A nível fisico, este Francisco Antunes acredita que nunca sentiu diferença porquanto, durante o tempo em que foi fumador, sempre esteve acima do peso. Deixou de fumar continuou igual. Já em termos financeiro, a diferença foi enorme. “Digo sempre que se não tivesse parado de fumar e de beber, hoje não conseguiria prover a minha família. Tenho um salário baixo e nunca ia conseguir alimentar os meus vícios, nos preços praticados tanto nos cigarros, na bebida como nos gêneros alimentícios de primeira necessidade”, confessa, realçando que muitas vezes sacrificou alimentos para comprar cigarros.
Servir de exemplo
Apesar de manter o lema “mais um dia”, Antunes admite que gostaria de servir de exemplo para outras pessoas, que também querem deixar de beber e fumar. “Se eu consegui, outras pessoas também conseguem. No meu caso, fui incentivado por muitas pessoas, sobretudo de um dos membros da minha igreja, que me acompanhou durante o dia em que decidi parar. Passamos o dia inteiro juntos, como forma de distrair a minha mente. Tive apoio também de médicos e de uma psicologa, do meu chefe que me dispensou do trabalho. Hoje estou mais feliz e mais saudável, e a minha família também.”
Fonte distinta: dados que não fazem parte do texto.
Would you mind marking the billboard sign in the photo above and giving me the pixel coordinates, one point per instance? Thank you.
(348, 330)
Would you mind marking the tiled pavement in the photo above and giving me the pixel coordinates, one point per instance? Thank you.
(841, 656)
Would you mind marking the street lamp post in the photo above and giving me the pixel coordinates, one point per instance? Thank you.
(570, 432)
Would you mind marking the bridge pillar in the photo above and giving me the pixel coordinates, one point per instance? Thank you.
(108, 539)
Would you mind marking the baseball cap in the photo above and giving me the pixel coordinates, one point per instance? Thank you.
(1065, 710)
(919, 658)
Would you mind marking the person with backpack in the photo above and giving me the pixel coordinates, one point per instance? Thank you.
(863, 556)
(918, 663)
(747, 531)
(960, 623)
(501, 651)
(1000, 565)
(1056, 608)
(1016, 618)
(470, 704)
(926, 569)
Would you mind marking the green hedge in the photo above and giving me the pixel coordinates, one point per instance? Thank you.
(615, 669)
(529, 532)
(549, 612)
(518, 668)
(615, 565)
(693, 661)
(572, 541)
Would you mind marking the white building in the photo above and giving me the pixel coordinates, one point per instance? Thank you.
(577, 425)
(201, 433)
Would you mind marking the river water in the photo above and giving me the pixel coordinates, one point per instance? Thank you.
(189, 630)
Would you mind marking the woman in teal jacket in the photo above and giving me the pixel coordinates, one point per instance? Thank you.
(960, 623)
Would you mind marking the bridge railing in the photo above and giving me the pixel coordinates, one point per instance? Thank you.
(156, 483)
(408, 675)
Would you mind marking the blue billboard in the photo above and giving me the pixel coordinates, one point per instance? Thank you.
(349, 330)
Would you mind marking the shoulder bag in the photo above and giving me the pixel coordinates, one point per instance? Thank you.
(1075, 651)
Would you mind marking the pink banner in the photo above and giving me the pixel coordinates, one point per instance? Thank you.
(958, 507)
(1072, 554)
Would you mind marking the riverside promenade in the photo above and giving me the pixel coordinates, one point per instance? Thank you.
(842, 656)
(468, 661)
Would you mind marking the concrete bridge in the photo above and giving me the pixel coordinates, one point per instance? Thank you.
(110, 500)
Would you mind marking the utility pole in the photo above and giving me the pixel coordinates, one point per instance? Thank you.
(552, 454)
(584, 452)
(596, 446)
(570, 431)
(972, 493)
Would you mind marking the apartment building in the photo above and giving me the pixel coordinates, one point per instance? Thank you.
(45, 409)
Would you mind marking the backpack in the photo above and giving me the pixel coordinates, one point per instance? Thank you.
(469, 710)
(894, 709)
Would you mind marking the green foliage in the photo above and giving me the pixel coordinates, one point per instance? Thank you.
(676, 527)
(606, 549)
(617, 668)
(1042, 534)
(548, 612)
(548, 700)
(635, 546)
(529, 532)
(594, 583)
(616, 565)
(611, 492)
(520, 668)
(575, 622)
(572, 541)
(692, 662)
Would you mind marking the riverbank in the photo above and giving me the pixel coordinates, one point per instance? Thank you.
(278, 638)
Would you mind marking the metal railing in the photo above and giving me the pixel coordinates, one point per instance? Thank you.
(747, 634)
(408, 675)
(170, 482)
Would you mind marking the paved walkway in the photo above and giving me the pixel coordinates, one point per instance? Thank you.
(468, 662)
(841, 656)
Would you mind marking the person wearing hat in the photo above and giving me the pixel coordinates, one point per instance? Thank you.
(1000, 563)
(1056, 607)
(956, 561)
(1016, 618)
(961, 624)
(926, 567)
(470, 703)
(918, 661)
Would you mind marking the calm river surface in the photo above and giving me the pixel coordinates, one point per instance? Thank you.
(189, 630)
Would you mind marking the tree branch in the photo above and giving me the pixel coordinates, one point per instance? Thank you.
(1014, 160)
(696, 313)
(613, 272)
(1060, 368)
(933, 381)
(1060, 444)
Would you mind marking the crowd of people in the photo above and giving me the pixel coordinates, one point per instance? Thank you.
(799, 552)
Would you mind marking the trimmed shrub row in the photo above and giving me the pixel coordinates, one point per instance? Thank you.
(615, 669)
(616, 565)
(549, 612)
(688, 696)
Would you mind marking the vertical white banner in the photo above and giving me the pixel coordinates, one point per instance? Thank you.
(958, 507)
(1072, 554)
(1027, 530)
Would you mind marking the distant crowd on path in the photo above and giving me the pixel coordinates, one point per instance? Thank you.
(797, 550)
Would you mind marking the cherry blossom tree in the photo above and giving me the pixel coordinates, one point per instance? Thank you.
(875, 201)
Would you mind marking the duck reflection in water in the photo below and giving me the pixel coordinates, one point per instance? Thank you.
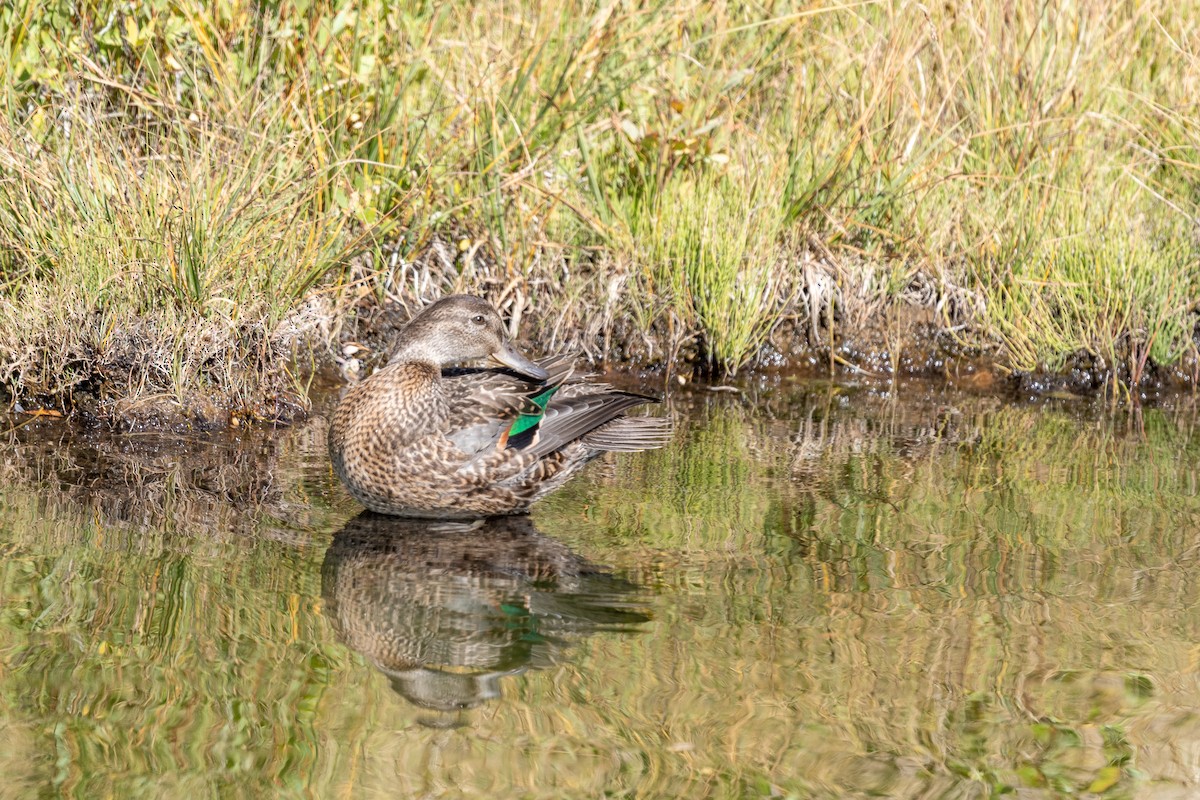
(447, 609)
Seis anos depois e, apesar padecer de alguns problemas patológicos, nomeadamente hipertensão arterial, diabetes e de uma doença neurológica que, segundo o especialista que o acompanha tem origem genética, acredita que está melhor. Por decisão da Junta de Saúde, diz, está afastado do trabalho, mas sente-se saudável tanto a nível espiritual como da sua autoestima. “Se eu não tivesse parado de beber e fumar, não sei qual seria o meu estado agora. Mudei o meu estilo de vida por completo por conta o problema neurológico. Se tivesse de a parar de fumar e beber forçosamente por conta dos meus problemas de saúde, o peso seria ainda maior”, remata.